Ahmed El Hoummass : « Ils savent qu’ils vont finir en prison »

 Ahmed El Hoummass : « Ils savent qu’ils vont finir en prison »

crédit photo : Patrick Kovarik /AFP


A la maison d’arrêt de Fresnes, plus de la moitié des détenus sont originaires du Maghreb ou de pays africains. Une réalité que Ahmed El Hoummass, gardien de prison et représentant du syndicat CGT pénitentiaire, lie au trafic de cannabis. Une économie de survie dans les cités. 


AHMED EL HOUMMASS : GARDIEN DE PRISON ET REPRESENTANT DE LA CGT PENITENTIAIRE



Les prisonniers issus de l’immigration sont-ils ­nombreux à Fresnes ?


Dans la maison d’arrêt de Fresnes, il y a 1 600 places pour 2 600 détenus. On est au-delà des 50 %, même plus près des 60 %, de personnes issues du Maghreb et des pays d’Afrique. Elles sont essentiellement de nationalité française. Quand vous ­regardez leurs fiches ­pénales, vous constatez qu’une majorité d’entre elles sont incarcérées pour du trafic de cannabis, des faits d’escroquerie, tout ce qui est lié à l’argent. Quand vous habitez dans des cités, dans ces ghettos, quand vous vous trouvez privé d’emploi à cause de votre identité, la tentation de se laisser embarquer dans une spirale délictueuse est plus grande, car il faut survivre. Beaucoup se tournent vers l’argent facile, donc la drogue. Ce ne sont que des jeunes, ils ont de 18 ans à, maximum 30 ans. En ­schématisant, chaque délit correspond à une catégorie de la population. Les personnes issues de l’immigration sont plus rarement concernées par la pédophilie et les abus sexuels.


 


Serait-il utile de mettre en place des statistiques ­ethniques, aujourd’hui interdites par l’Etat ?

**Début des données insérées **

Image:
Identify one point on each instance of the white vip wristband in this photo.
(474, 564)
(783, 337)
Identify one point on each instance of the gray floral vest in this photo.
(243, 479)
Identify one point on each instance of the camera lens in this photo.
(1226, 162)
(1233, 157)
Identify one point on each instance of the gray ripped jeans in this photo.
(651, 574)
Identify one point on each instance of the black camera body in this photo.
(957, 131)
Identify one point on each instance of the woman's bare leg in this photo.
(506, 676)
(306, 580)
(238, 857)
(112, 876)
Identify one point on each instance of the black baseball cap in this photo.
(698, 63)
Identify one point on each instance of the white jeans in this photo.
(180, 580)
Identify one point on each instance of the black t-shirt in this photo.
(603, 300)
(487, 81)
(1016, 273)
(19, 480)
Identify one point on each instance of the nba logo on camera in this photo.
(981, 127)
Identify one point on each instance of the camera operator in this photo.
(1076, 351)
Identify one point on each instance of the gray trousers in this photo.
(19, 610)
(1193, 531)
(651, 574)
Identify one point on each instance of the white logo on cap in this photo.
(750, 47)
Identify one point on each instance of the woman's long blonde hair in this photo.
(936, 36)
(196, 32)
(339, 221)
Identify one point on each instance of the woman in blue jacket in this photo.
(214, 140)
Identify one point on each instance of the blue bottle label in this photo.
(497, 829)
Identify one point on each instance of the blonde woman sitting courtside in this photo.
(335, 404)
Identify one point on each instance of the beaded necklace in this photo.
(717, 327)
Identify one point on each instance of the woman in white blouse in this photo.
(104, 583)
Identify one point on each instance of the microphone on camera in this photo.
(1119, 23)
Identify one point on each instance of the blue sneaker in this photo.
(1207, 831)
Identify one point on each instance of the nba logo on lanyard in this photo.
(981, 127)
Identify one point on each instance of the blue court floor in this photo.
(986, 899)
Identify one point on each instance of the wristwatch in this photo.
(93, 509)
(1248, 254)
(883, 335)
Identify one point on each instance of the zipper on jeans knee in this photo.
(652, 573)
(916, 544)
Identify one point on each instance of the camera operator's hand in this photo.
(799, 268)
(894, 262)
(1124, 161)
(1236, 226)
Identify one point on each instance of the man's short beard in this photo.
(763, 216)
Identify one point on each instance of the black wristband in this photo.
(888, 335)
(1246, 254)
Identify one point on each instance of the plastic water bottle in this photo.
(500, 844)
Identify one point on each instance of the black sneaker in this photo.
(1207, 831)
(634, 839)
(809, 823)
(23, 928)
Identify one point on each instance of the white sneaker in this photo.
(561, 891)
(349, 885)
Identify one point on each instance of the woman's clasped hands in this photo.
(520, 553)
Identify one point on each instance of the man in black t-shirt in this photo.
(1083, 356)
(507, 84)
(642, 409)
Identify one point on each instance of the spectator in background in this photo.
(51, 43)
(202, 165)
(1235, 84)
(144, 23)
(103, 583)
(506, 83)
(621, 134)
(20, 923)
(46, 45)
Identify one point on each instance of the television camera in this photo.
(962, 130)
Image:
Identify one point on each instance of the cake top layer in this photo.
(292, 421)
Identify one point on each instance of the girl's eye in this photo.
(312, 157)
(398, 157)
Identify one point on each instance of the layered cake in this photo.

Ces statistiques seraient intéressantes, mais on sait très bien que si c’est interdit, c’est parce qu’on n’en maîtrise pas l’exploitation. Personnellement j’y serais favorable, mais cela serait instrumentalisé par les ­partis d’extrême droite, qui préfèrent mettre tous les capteurs sur l’insécurité, au lieu de s’occuper des vrais problèmes du pays. Ce n’est pas un plaisir d’être incarcéré. Ils ne feraient pas ça s’ils gagnaient de l’argent par leur travail.


 


La machine judiciaire est-elle plus dure avec les Français issus de l’immigration ?


Non, tout le monde est sur un pied d’égalité. Mais avec les stupéfiants, le risque de récidive est plus important. Cet argent sale est leur gagne-pain, mais ils savent aussi qu’ils vont faire de la prison. C’est le prix à payer pour avoir ce train de vie. Les jeunes de cette génération n’ont aucun lien avec leurs pays d’origine, si ce n’est pour aller à la plage au mois d’août. C’est donc un problème franco-français et non pas à géométrie ­variable comme on voudrait le faire croire : la ghettoïsation des quartiers a produit ça.


 


Que faudrait-il faire selon vous ?


Cette situation est une mascarade. Ça arrange tout le monde qu’ils soient dans ce business, car cette économie permet une forme de paix sociale dans les quartiers. De leur côté, les politiciens font semblant de s’en occuper. Si l’Etat décidait de dépénaliser les stupéfiants, les prisons seraient vides. Mais nous sommes régis par des textes et par des lois : tant que ces délits sont pénalement répréhensibles, il n’y a pas de solution. En tant que père de famille, je serais plus rassuré que les enfants aillent acheter leur cannabis dans un point de vente de l’Etat ou dans une pharmacie que cachés dans une voiture ou au cœur d’un quartier sensible.